Meaning and Need for Budget:

A budget is a blueprint of the plan of action to be followed during a specified period of time for the purpose of attaining a given objective.
According to CIMA Terminology, budget is “a plan quantified in monetary terms prepared and approved prior to a defined period of time, usually showing planned income to be generated and/or expenditure to be incurred during that period and the capital to be employed to attain a given objective”.

Features:

An analysis of the above definition reveals the following essential features of a budget:
(i) It is prepared beforehand based on a future plan of actions;
(ii) It is related to a definite future period and is based on the objectives to be attained;
(iii) It is expressed in financial terms;
(iv) It shows planned income to be generated;
(v) It shows probable expenditure to be incurred;
(vi) It indicates the capital to be employed during the period;
Thus, a budget sets the firm’s goals in clear formal terms to avoid confusion and provides a detailed plan of action for achieving the goals.

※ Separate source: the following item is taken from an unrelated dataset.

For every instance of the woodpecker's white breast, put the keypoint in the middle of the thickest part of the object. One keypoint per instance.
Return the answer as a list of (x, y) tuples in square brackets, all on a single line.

It is a means of communication by which the top management uses the budget as a vehicle to communicate their ideas to the subordinates who are to give them the practical shape.
It coordinates the various activities (such as sales, production, purchases etc.) of the organization in such a way that the use of resources is maximized. It also provides a means of measuring and controlling the performance of the organization, and supplies information to the management, on the basis of which necessary corrective actions may be taken.

Types of budget:-

1. Sales Statement:

It includes a forecast of total sales during a period expressed in money and/or quantities in the organization. The forecast relates to the total volume of sales and also its break-up product-wise and area-wise in the organization. The responsibilities for making the sales budget lies with the sales manager in the organization.

2. Cash Budget 2:

In the organization, the cash budget usually gives detailed estimates of (a) cash receipts and (b) cash disbursements for the budget period. In the organization, it is prepared (i) to ensure that cash is available in time for meeting the financial commitments and (ii) to use cash available in the best possible manner.

3. Production Budget:

It includes a forecast of the output during a particular period analyzed according to (a) products, (b) manufacturing departments, to schedule its production according to sales forecast in the organization.

4. Flexible budget:

A flexible budget is a budget that adjusts or flexes with changes in volume or activity. The flexible budget is more sophisticated and useful than a static budget. (The static budget amounts do not change. They remain unchanged from the amounts established at the time that the the static budget was prepared and approved.